Viajar de pequeños con los padres
«No es solo ese aprendizaje necesario del flâneur, de un paseo sin demasiado propósito ni lúdico ni competitivo –los habituales en los niños–, sino todo lo que rodeaba y acompañaba a esos viajes, como el tiempo en el coche»
Es un dilema propio del verano –y de las vacaciones largas en general– para quienes tenemos hijos: ¿hacer algún viaje con ellos? ¿O privilegiar la estancia larga en un sitio donde tengan cerca amigos y amigas, el mar o un río donde jugar y cansarse? Por supuesto, la comodidad propia cuenta, y los medios condicionan, pero en mayor o menor grado, se trata de una duda razonable y habitual en muchas familias cuando llega el verano y se acaba el colegio.
Por inercia, siempre me he inclinado por las estancias largas en un sitio fijo y cercano a mis sobrinos. No solo porque me pareciera que mi hijo se lo iba a pasar mejor con ellos, sino porque no le veía mucho sentido a viajar con cinco, seis, siete u ocho años, que no lo disfrutaríamos ni él ni los mayores. Quizá sea así, pero al surgirme de nuevo la duda este año a la hora de planificar el verano, he recordado lo presentes que están hoy en mi vida los viajes que hice con mis padres y mis hermanos cuando éramos pequeños.
No sé si la memoria endulza el recuerdo y yo me veo feliz paseando por Lisboa o Sevilla, o escuchando las explicaciones históricas en el Museo Romano de Mérida, o si es que realmente lo fui.
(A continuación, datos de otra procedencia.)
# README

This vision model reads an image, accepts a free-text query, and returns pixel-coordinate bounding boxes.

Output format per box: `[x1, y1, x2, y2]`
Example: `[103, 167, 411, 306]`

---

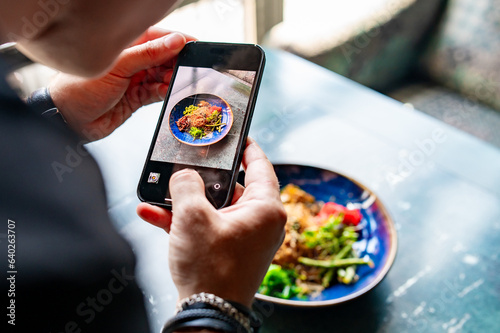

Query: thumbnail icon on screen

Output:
[148, 172, 160, 184]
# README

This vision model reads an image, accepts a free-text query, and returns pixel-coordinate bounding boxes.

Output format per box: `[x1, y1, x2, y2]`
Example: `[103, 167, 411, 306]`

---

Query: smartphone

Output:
[137, 41, 265, 209]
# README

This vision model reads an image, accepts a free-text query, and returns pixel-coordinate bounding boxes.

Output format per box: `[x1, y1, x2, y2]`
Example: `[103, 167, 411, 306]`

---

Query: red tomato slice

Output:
[318, 202, 363, 225]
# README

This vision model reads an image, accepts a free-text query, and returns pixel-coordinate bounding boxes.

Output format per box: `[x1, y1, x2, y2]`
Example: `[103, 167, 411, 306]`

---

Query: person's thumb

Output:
[112, 32, 186, 77]
[169, 169, 214, 220]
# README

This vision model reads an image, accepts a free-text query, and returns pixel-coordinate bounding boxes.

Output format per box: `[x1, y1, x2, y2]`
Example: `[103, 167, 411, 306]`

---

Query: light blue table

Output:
[89, 50, 500, 332]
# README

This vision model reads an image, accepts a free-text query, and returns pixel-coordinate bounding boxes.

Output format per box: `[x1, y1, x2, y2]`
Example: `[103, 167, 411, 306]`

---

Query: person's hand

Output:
[49, 27, 194, 141]
[137, 139, 286, 307]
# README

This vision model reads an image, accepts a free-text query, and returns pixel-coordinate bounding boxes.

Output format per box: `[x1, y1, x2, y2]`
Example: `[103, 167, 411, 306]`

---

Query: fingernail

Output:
[163, 32, 186, 50]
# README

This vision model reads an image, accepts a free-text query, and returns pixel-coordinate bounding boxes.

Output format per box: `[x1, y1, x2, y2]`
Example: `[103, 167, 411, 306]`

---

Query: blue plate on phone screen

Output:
[256, 164, 397, 307]
[168, 94, 233, 146]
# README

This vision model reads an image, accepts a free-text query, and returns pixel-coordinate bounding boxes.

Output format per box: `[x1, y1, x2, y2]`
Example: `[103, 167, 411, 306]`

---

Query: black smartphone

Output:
[137, 41, 265, 208]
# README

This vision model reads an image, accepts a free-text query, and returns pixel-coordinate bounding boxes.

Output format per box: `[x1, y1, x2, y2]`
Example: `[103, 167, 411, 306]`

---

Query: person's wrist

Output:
[179, 287, 255, 308]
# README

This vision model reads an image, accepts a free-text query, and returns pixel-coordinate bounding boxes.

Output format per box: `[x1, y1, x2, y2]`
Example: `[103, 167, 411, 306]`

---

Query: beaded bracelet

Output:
[176, 293, 253, 333]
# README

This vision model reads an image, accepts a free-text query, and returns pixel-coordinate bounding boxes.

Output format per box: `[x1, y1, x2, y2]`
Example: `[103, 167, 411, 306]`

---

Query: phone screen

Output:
[139, 43, 262, 208]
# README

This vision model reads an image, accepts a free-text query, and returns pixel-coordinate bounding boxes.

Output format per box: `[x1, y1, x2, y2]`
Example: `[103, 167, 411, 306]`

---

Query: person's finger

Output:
[169, 169, 215, 223]
[231, 183, 245, 205]
[242, 137, 279, 198]
[136, 202, 172, 232]
[130, 26, 196, 46]
[112, 32, 186, 77]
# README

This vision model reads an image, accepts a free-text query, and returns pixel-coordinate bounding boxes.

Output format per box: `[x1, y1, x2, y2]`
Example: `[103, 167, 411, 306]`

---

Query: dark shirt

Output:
[0, 64, 148, 333]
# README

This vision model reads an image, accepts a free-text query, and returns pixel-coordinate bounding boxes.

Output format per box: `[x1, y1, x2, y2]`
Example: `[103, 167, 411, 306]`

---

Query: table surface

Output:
[88, 50, 500, 332]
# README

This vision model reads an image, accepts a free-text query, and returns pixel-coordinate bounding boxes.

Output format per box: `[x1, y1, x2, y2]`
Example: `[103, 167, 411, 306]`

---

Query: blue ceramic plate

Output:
[256, 164, 397, 307]
[168, 94, 233, 146]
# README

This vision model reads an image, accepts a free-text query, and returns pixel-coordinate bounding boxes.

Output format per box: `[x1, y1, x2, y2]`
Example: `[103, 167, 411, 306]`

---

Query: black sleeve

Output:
[0, 74, 149, 333]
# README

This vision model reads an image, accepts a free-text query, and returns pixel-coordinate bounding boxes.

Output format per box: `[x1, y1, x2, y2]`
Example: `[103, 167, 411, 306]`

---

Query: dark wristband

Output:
[26, 88, 66, 123]
[162, 309, 241, 333]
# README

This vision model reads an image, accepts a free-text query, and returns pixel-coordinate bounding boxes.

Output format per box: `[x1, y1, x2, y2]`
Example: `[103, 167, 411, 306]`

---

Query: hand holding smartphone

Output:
[138, 42, 265, 208]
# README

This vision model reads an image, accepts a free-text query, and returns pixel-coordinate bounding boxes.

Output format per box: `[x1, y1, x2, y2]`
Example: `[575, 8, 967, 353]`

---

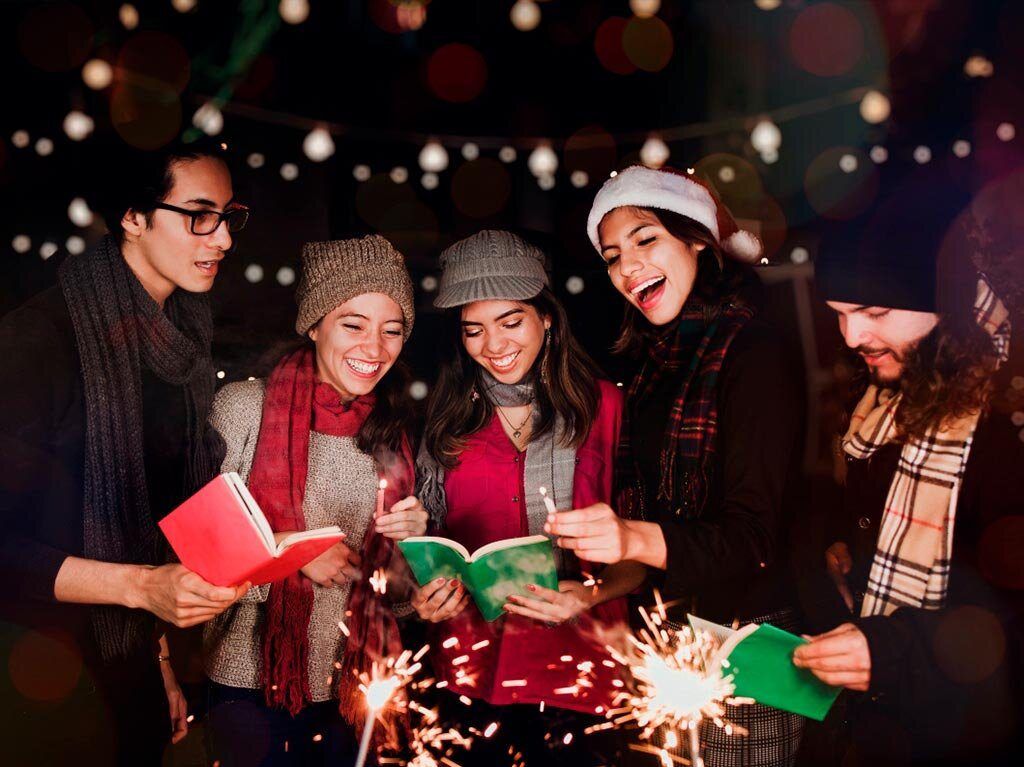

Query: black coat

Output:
[798, 391, 1024, 765]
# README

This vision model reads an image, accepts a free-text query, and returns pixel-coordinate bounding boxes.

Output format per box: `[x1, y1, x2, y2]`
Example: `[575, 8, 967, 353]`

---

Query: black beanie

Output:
[814, 173, 977, 313]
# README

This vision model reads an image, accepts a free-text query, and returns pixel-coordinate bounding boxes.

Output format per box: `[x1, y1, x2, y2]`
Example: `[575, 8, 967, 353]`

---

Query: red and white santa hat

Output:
[587, 165, 764, 263]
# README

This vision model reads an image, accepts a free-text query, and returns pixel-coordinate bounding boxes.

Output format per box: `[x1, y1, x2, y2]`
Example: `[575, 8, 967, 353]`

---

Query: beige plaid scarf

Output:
[843, 279, 1010, 615]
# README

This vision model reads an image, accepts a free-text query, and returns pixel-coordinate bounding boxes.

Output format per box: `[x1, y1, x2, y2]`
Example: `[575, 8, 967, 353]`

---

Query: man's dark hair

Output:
[97, 138, 230, 245]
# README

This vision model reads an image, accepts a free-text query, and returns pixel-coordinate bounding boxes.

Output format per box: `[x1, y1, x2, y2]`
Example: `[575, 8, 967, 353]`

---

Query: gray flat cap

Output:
[434, 229, 549, 309]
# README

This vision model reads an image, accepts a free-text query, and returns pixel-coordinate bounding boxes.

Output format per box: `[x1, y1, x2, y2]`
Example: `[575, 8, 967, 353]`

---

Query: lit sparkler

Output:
[587, 594, 753, 767]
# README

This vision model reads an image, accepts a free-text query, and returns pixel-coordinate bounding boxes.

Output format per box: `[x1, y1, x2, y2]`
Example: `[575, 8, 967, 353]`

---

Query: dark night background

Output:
[0, 0, 1024, 471]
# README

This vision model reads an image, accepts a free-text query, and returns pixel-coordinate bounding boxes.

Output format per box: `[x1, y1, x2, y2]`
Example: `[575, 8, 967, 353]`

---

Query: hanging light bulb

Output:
[860, 90, 892, 125]
[193, 101, 224, 136]
[640, 136, 671, 168]
[278, 0, 309, 24]
[751, 118, 782, 155]
[420, 139, 447, 173]
[302, 125, 334, 163]
[63, 110, 96, 141]
[509, 0, 541, 32]
[82, 58, 114, 90]
[526, 143, 558, 178]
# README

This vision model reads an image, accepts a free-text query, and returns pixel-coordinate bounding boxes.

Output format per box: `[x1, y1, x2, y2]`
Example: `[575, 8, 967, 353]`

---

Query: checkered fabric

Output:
[843, 279, 1010, 615]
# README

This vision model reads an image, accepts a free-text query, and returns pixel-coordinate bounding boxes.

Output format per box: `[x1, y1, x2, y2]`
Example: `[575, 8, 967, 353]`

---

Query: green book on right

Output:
[686, 615, 842, 722]
[398, 536, 558, 621]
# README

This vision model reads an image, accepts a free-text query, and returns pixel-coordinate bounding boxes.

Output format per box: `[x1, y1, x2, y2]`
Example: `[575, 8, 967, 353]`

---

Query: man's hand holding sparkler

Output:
[505, 581, 595, 624]
[793, 624, 871, 692]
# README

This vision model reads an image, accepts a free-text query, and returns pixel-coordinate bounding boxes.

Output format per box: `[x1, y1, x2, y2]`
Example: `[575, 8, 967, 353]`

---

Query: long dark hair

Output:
[611, 207, 758, 356]
[423, 288, 602, 468]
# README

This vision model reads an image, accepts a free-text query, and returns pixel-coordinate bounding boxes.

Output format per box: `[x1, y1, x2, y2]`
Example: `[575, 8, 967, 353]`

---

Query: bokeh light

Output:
[790, 2, 864, 77]
[804, 146, 879, 219]
[427, 43, 487, 103]
[623, 16, 675, 72]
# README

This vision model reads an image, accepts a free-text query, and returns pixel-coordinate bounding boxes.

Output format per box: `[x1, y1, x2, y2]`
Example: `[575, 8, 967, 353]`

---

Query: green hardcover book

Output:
[398, 536, 558, 621]
[687, 615, 842, 722]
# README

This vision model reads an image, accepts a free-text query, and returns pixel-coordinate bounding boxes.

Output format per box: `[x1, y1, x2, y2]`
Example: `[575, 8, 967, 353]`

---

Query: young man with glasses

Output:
[0, 139, 248, 764]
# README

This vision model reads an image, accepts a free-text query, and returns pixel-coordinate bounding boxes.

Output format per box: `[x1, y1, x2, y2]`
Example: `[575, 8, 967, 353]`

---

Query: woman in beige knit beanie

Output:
[205, 237, 427, 765]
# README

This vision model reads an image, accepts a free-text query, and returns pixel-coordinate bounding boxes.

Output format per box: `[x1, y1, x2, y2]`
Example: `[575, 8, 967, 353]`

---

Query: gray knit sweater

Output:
[204, 380, 377, 701]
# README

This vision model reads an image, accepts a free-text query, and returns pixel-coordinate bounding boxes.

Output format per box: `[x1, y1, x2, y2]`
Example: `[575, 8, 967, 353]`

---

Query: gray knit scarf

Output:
[57, 237, 223, 661]
[416, 370, 575, 578]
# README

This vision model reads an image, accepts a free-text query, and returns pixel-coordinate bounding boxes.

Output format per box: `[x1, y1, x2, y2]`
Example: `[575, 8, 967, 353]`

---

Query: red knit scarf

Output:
[249, 349, 414, 719]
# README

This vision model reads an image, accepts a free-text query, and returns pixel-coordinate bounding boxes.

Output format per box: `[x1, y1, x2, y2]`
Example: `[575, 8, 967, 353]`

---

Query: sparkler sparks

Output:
[586, 592, 753, 767]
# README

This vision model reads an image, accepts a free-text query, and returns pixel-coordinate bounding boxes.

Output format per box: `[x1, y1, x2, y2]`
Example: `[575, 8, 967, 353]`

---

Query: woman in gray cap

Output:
[205, 237, 427, 767]
[413, 230, 640, 767]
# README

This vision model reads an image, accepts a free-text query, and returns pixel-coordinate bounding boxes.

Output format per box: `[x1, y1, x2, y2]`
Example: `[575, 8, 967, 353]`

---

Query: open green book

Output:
[686, 615, 842, 722]
[398, 536, 558, 621]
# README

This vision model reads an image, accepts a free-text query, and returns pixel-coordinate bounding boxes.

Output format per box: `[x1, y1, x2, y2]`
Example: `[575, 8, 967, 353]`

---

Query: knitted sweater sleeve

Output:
[210, 379, 270, 602]
[0, 308, 82, 601]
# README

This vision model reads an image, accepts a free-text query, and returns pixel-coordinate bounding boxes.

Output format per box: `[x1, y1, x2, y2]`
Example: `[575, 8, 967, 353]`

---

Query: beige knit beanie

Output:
[295, 235, 416, 341]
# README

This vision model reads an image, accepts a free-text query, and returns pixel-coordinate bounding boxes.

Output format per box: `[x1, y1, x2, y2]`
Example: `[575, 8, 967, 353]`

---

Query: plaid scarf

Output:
[618, 302, 754, 519]
[249, 348, 413, 721]
[843, 279, 1010, 616]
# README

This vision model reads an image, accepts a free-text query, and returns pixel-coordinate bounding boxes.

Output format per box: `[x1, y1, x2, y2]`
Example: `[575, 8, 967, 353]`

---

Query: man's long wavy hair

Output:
[423, 288, 603, 469]
[858, 286, 998, 439]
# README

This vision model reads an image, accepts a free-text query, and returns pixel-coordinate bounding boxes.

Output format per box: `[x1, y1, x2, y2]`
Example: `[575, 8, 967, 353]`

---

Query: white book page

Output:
[402, 536, 472, 562]
[222, 471, 278, 556]
[464, 536, 551, 562]
[276, 524, 341, 556]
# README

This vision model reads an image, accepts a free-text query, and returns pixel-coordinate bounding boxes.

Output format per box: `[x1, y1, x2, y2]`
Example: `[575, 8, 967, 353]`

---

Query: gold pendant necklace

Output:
[495, 402, 534, 439]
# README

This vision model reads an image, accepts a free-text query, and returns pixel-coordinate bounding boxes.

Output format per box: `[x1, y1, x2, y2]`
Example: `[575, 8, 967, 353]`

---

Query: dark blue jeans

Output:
[207, 682, 359, 767]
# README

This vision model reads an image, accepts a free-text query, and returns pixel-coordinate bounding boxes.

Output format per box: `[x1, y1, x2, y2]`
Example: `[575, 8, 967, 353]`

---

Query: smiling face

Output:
[121, 157, 233, 304]
[309, 293, 406, 400]
[598, 207, 705, 326]
[828, 301, 939, 386]
[462, 300, 551, 384]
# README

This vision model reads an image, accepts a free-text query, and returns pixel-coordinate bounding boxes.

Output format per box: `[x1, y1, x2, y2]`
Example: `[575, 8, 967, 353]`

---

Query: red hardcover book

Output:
[160, 471, 345, 586]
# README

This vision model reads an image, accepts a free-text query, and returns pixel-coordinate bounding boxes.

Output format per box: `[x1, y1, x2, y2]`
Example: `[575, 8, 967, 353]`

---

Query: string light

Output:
[193, 101, 224, 136]
[118, 3, 138, 32]
[68, 197, 93, 228]
[276, 266, 295, 288]
[640, 136, 671, 168]
[526, 143, 558, 177]
[630, 0, 662, 18]
[278, 0, 309, 24]
[65, 235, 85, 256]
[569, 170, 590, 189]
[82, 58, 114, 90]
[302, 126, 334, 163]
[860, 90, 892, 125]
[509, 0, 541, 32]
[419, 139, 449, 173]
[63, 110, 96, 141]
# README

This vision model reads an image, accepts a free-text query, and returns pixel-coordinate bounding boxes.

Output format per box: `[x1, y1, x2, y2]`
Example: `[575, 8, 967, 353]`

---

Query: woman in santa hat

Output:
[547, 167, 804, 767]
También recuerdo cierta frustración entre nosotros los niños –«estoy aburrido», «estoy cansado de andar», «tengo hambre», «mi hermano se mete conmigo», «vámonos ya al hotel»–, y cierta resignación de mis padres, que compraban nuestra tranquilidad como mejor podían. Esa que llevó a un conocido de la familia a que su mujer le advirtiera tras una mañana larga de paseo con el hijo por una ciudad española: «Paco, que el niño lleva ya doce fantas».
No es solo ese aprendizaje necesario del flâneur, de un paseo sin demasiado propósito ni lúdico ni competitivo –los habituales en los niños–, sino todo lo que rodeaba y acompañaba a esos viajes, como el tiempo en el coche. Fue ahí donde, desde pequeño, mis hermanos y yo conversábamos más a fondo con nuestros mayores, y donde escuchábamos a los Beatles, a Aute y a Silvio Rodríguez, a El último de la fila y a Javier Krahe, a Franco Battiato y a Nicola di Bari. O, ante la incomprensión de mi padre y la risa de mi madre, cintas de chirigotas de Cádiz que nos sabíamos de memoria. En casa era habitual que alguien entrara a la habitación de los juguetes y nos encontrara a mí y a mi primo Jaime –un hermano más– con nuestros ocho o nueve años jugando en el ordenador mientras cantábamos «Erano i giorni dell’arcobaleno/ Finito l’inverno tornava il sereno…», o «Tú decir que si te votan, tú sacarnos de la OTAN…».
Todo eso está en mi vida hoy de forma cotidiana –dándole sentido y placer–, y quizá no sería así, o lo sería de otra forma, sin aquellos viajes que hoy recuerdo con alegría pero que también me parecieron pesados entonces. Después llegaba la felicidad del regreso, inseparable del viaje. A casa, y también al cole.